Last week, Uefa accelerated its plans to expand the Champions League from 32 to 36 teams from 2024, with two of the four additional places awarded to historically successful teams who would otherwise have failed to qualify. Based on current league positions, that would mean Roma and Arsenal, although Manchester United would also have a chance to qualify by finishing fifth in the Premier League.
And really it is these sorts of clubs that are the intended beneficiaries here: the former giants fallen on hard times, superclubs enduring a poor season, not really good enough for the elite but invited in anyway. One proposal would see big teams able to secure Champions League football by winning the FA Cup. Had this rule existed ahead of the 2016 Cup final, for example, Manchester United would have been able to earn Champions Leaguequalification with a victory. Their opponents, Crystal Palace, would not.
This was, in essence, the foundation stone of the Super League. It was a way of ensuring that whatever calamity befalls them – pandemic, mismanagement, financial catastrophe, appointing Ronald Koeman –Europe’s biggest clubs must never be allowed to worry about Champions League qualification again. Look again at the Super League proposals – a 180-game group stage, guaranteed berths for historical giants, the knockout stages played in a condensed four-week window at the end of the season – and what is striking is how little they differ from the changes currently being set in motion.
The real impetus behind the reforms has been the European Clubs Association, currently under the chairmanship of Paris Saint-Germain president Nasser al-Khelaifi. Khelaifi did a rare round of interviews last week, and two major themes emerged from them. First, his unashamed envy of the American sports model with its closed shop, its sprawling and splurging fixture list, its fluff and razzmatazz. “How do we make each match an event?” he asked. Well, traditionally you sell some tickets, turn on the floodlights and start the game with a whistle. But maybe we’re just not thinking outside the box enough.

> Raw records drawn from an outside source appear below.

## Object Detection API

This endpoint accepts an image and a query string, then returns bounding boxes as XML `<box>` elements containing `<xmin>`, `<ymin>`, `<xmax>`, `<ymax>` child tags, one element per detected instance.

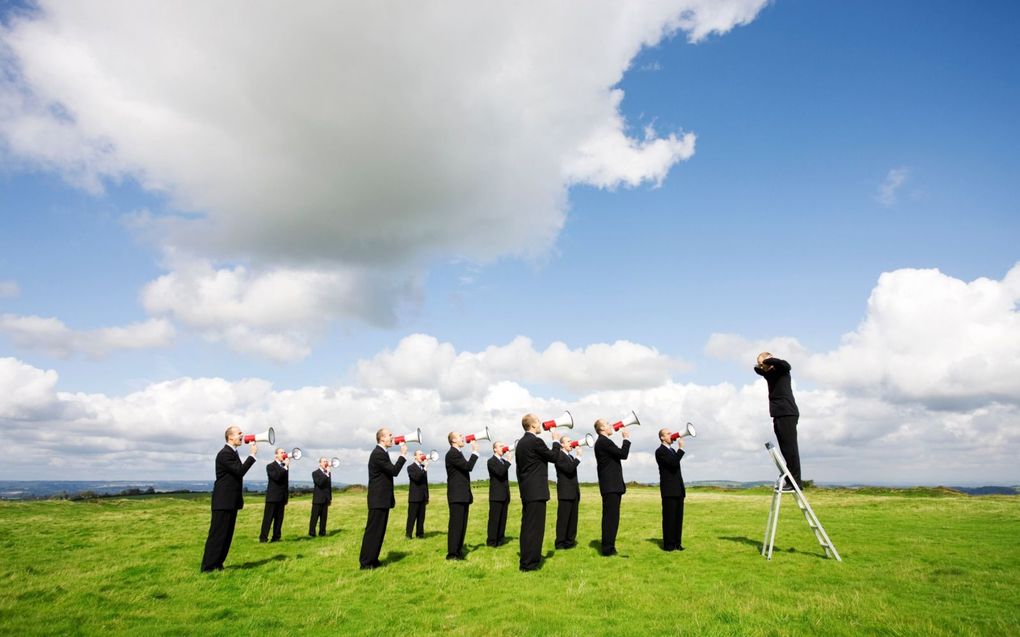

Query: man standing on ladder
<box><xmin>755</xmin><ymin>352</ymin><xmax>804</xmax><ymax>490</ymax></box>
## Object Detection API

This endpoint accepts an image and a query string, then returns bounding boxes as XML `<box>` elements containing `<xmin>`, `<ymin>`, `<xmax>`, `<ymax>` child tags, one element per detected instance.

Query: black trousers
<box><xmin>602</xmin><ymin>493</ymin><xmax>623</xmax><ymax>552</ymax></box>
<box><xmin>407</xmin><ymin>502</ymin><xmax>428</xmax><ymax>537</ymax></box>
<box><xmin>772</xmin><ymin>416</ymin><xmax>801</xmax><ymax>486</ymax></box>
<box><xmin>308</xmin><ymin>502</ymin><xmax>329</xmax><ymax>535</ymax></box>
<box><xmin>202</xmin><ymin>509</ymin><xmax>238</xmax><ymax>571</ymax></box>
<box><xmin>662</xmin><ymin>497</ymin><xmax>683</xmax><ymax>550</ymax></box>
<box><xmin>520</xmin><ymin>499</ymin><xmax>546</xmax><ymax>571</ymax></box>
<box><xmin>486</xmin><ymin>500</ymin><xmax>510</xmax><ymax>546</ymax></box>
<box><xmin>358</xmin><ymin>509</ymin><xmax>390</xmax><ymax>567</ymax></box>
<box><xmin>556</xmin><ymin>499</ymin><xmax>579</xmax><ymax>548</ymax></box>
<box><xmin>447</xmin><ymin>502</ymin><xmax>470</xmax><ymax>558</ymax></box>
<box><xmin>258</xmin><ymin>502</ymin><xmax>287</xmax><ymax>542</ymax></box>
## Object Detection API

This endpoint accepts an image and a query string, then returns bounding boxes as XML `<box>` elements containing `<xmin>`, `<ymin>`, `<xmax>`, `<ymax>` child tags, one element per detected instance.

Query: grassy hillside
<box><xmin>0</xmin><ymin>487</ymin><xmax>1020</xmax><ymax>636</ymax></box>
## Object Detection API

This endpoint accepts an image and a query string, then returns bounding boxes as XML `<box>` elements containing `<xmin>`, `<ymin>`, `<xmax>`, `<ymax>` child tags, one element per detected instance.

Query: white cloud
<box><xmin>141</xmin><ymin>256</ymin><xmax>418</xmax><ymax>363</ymax></box>
<box><xmin>706</xmin><ymin>263</ymin><xmax>1020</xmax><ymax>410</ymax></box>
<box><xmin>0</xmin><ymin>258</ymin><xmax>1020</xmax><ymax>484</ymax></box>
<box><xmin>806</xmin><ymin>264</ymin><xmax>1020</xmax><ymax>408</ymax></box>
<box><xmin>0</xmin><ymin>280</ymin><xmax>21</xmax><ymax>299</ymax></box>
<box><xmin>358</xmin><ymin>334</ymin><xmax>690</xmax><ymax>401</ymax></box>
<box><xmin>0</xmin><ymin>350</ymin><xmax>1020</xmax><ymax>484</ymax></box>
<box><xmin>7</xmin><ymin>258</ymin><xmax>1020</xmax><ymax>484</ymax></box>
<box><xmin>0</xmin><ymin>314</ymin><xmax>175</xmax><ymax>359</ymax></box>
<box><xmin>0</xmin><ymin>0</ymin><xmax>765</xmax><ymax>269</ymax></box>
<box><xmin>875</xmin><ymin>167</ymin><xmax>910</xmax><ymax>208</ymax></box>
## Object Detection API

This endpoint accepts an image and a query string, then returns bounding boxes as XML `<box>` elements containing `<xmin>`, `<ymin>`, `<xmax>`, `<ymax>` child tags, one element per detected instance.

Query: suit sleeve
<box><xmin>387</xmin><ymin>456</ymin><xmax>407</xmax><ymax>478</ymax></box>
<box><xmin>556</xmin><ymin>452</ymin><xmax>577</xmax><ymax>478</ymax></box>
<box><xmin>489</xmin><ymin>462</ymin><xmax>510</xmax><ymax>480</ymax></box>
<box><xmin>447</xmin><ymin>454</ymin><xmax>478</xmax><ymax>472</ymax></box>
<box><xmin>265</xmin><ymin>463</ymin><xmax>287</xmax><ymax>484</ymax></box>
<box><xmin>312</xmin><ymin>469</ymin><xmax>329</xmax><ymax>489</ymax></box>
<box><xmin>220</xmin><ymin>450</ymin><xmax>255</xmax><ymax>478</ymax></box>
<box><xmin>765</xmin><ymin>359</ymin><xmax>792</xmax><ymax>372</ymax></box>
<box><xmin>655</xmin><ymin>446</ymin><xmax>680</xmax><ymax>469</ymax></box>
<box><xmin>534</xmin><ymin>438</ymin><xmax>560</xmax><ymax>464</ymax></box>
<box><xmin>605</xmin><ymin>440</ymin><xmax>630</xmax><ymax>460</ymax></box>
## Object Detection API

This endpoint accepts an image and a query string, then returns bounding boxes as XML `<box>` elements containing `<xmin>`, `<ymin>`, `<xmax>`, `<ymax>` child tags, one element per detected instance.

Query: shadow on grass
<box><xmin>719</xmin><ymin>535</ymin><xmax>828</xmax><ymax>560</ymax></box>
<box><xmin>588</xmin><ymin>540</ymin><xmax>630</xmax><ymax>560</ymax></box>
<box><xmin>719</xmin><ymin>535</ymin><xmax>762</xmax><ymax>551</ymax></box>
<box><xmin>224</xmin><ymin>553</ymin><xmax>289</xmax><ymax>571</ymax></box>
<box><xmin>379</xmin><ymin>550</ymin><xmax>411</xmax><ymax>567</ymax></box>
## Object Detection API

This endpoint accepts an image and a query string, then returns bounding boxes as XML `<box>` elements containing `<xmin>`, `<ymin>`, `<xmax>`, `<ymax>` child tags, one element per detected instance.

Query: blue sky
<box><xmin>0</xmin><ymin>0</ymin><xmax>1020</xmax><ymax>482</ymax></box>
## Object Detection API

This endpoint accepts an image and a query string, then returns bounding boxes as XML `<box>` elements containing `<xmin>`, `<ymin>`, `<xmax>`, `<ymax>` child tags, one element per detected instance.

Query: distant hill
<box><xmin>0</xmin><ymin>480</ymin><xmax>1020</xmax><ymax>499</ymax></box>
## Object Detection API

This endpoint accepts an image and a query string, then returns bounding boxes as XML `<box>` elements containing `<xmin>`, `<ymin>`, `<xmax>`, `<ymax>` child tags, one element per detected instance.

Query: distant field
<box><xmin>0</xmin><ymin>487</ymin><xmax>1020</xmax><ymax>637</ymax></box>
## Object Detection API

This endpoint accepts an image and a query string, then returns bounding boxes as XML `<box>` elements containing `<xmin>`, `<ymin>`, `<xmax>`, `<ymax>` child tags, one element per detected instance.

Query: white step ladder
<box><xmin>762</xmin><ymin>442</ymin><xmax>843</xmax><ymax>562</ymax></box>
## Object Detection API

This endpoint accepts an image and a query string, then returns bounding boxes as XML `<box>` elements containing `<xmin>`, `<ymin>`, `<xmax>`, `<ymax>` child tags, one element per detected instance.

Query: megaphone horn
<box><xmin>613</xmin><ymin>412</ymin><xmax>641</xmax><ymax>431</ymax></box>
<box><xmin>241</xmin><ymin>427</ymin><xmax>276</xmax><ymax>444</ymax></box>
<box><xmin>393</xmin><ymin>427</ymin><xmax>421</xmax><ymax>444</ymax></box>
<box><xmin>570</xmin><ymin>433</ymin><xmax>595</xmax><ymax>449</ymax></box>
<box><xmin>542</xmin><ymin>412</ymin><xmax>573</xmax><ymax>431</ymax></box>
<box><xmin>669</xmin><ymin>423</ymin><xmax>698</xmax><ymax>441</ymax></box>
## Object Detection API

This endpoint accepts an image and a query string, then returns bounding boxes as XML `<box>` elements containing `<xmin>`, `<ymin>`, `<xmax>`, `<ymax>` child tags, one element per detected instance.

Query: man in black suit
<box><xmin>755</xmin><ymin>352</ymin><xmax>803</xmax><ymax>490</ymax></box>
<box><xmin>556</xmin><ymin>436</ymin><xmax>580</xmax><ymax>548</ymax></box>
<box><xmin>446</xmin><ymin>431</ymin><xmax>478</xmax><ymax>560</ymax></box>
<box><xmin>407</xmin><ymin>449</ymin><xmax>428</xmax><ymax>537</ymax></box>
<box><xmin>202</xmin><ymin>426</ymin><xmax>258</xmax><ymax>573</ymax></box>
<box><xmin>359</xmin><ymin>428</ymin><xmax>407</xmax><ymax>570</ymax></box>
<box><xmin>486</xmin><ymin>440</ymin><xmax>511</xmax><ymax>546</ymax></box>
<box><xmin>258</xmin><ymin>448</ymin><xmax>291</xmax><ymax>542</ymax></box>
<box><xmin>514</xmin><ymin>414</ymin><xmax>560</xmax><ymax>571</ymax></box>
<box><xmin>655</xmin><ymin>429</ymin><xmax>687</xmax><ymax>550</ymax></box>
<box><xmin>595</xmin><ymin>419</ymin><xmax>630</xmax><ymax>556</ymax></box>
<box><xmin>308</xmin><ymin>458</ymin><xmax>333</xmax><ymax>537</ymax></box>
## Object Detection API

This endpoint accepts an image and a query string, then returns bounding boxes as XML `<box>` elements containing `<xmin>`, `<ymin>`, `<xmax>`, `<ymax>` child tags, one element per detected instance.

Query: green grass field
<box><xmin>0</xmin><ymin>485</ymin><xmax>1020</xmax><ymax>636</ymax></box>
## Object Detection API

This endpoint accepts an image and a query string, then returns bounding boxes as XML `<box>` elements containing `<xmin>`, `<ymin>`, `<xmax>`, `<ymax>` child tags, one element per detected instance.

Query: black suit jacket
<box><xmin>755</xmin><ymin>359</ymin><xmax>801</xmax><ymax>418</ymax></box>
<box><xmin>514</xmin><ymin>431</ymin><xmax>560</xmax><ymax>502</ymax></box>
<box><xmin>407</xmin><ymin>463</ymin><xmax>428</xmax><ymax>502</ymax></box>
<box><xmin>556</xmin><ymin>448</ymin><xmax>580</xmax><ymax>499</ymax></box>
<box><xmin>265</xmin><ymin>461</ymin><xmax>291</xmax><ymax>505</ymax></box>
<box><xmin>212</xmin><ymin>444</ymin><xmax>255</xmax><ymax>511</ymax></box>
<box><xmin>595</xmin><ymin>434</ymin><xmax>630</xmax><ymax>495</ymax></box>
<box><xmin>368</xmin><ymin>444</ymin><xmax>407</xmax><ymax>509</ymax></box>
<box><xmin>447</xmin><ymin>446</ymin><xmax>478</xmax><ymax>505</ymax></box>
<box><xmin>312</xmin><ymin>469</ymin><xmax>333</xmax><ymax>505</ymax></box>
<box><xmin>486</xmin><ymin>456</ymin><xmax>510</xmax><ymax>502</ymax></box>
<box><xmin>655</xmin><ymin>444</ymin><xmax>687</xmax><ymax>497</ymax></box>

The other theme was an utter disdain for the idea that underpinned the resistance to the Super League: that football fans themselves might want a say in the running of their game. “Barcelona,” Khelaifi scoffed to the BBC. “A fan-owned club with a €1.5bn debt. Does that work?” And it was here, between the lines of well-rehearsed corporate babble, that the true purpose of Uefa’s power grab resides. They weren’t opposed to the Super League on principle. They were just annoyed it wasn’t theirs.
The real tragedy of all this is that none of it needed to happen. For the first time in decades, the big clubs were not operating from a position of strength. Public and governmental anger at the breakaway was at its height. If ever there was a moment to reform the financial model of European football, to break the stranglehold of its biggest clubs, this was it. Instead, they have been rewarded for their sedition by getting virtually everything they wanted in the first place: a virtuous circle of perpetual growth and guaranteed windfalls.
Indeed, this is largely why the Ricketts family and others are clambering over each other for a slice of the action. No pitfalls, no jeopardy, no checks and balances: just a licence to print money for eternity. You will not see any protests about this. Fans will not take to the streets in their thousands. Boris Johnson will not be addressing this in Parliament. This is why incremental change – a game being eaten away by a thousand tweaks and reforms – is so much harder to fight. For the most part, people barely even notice it happening.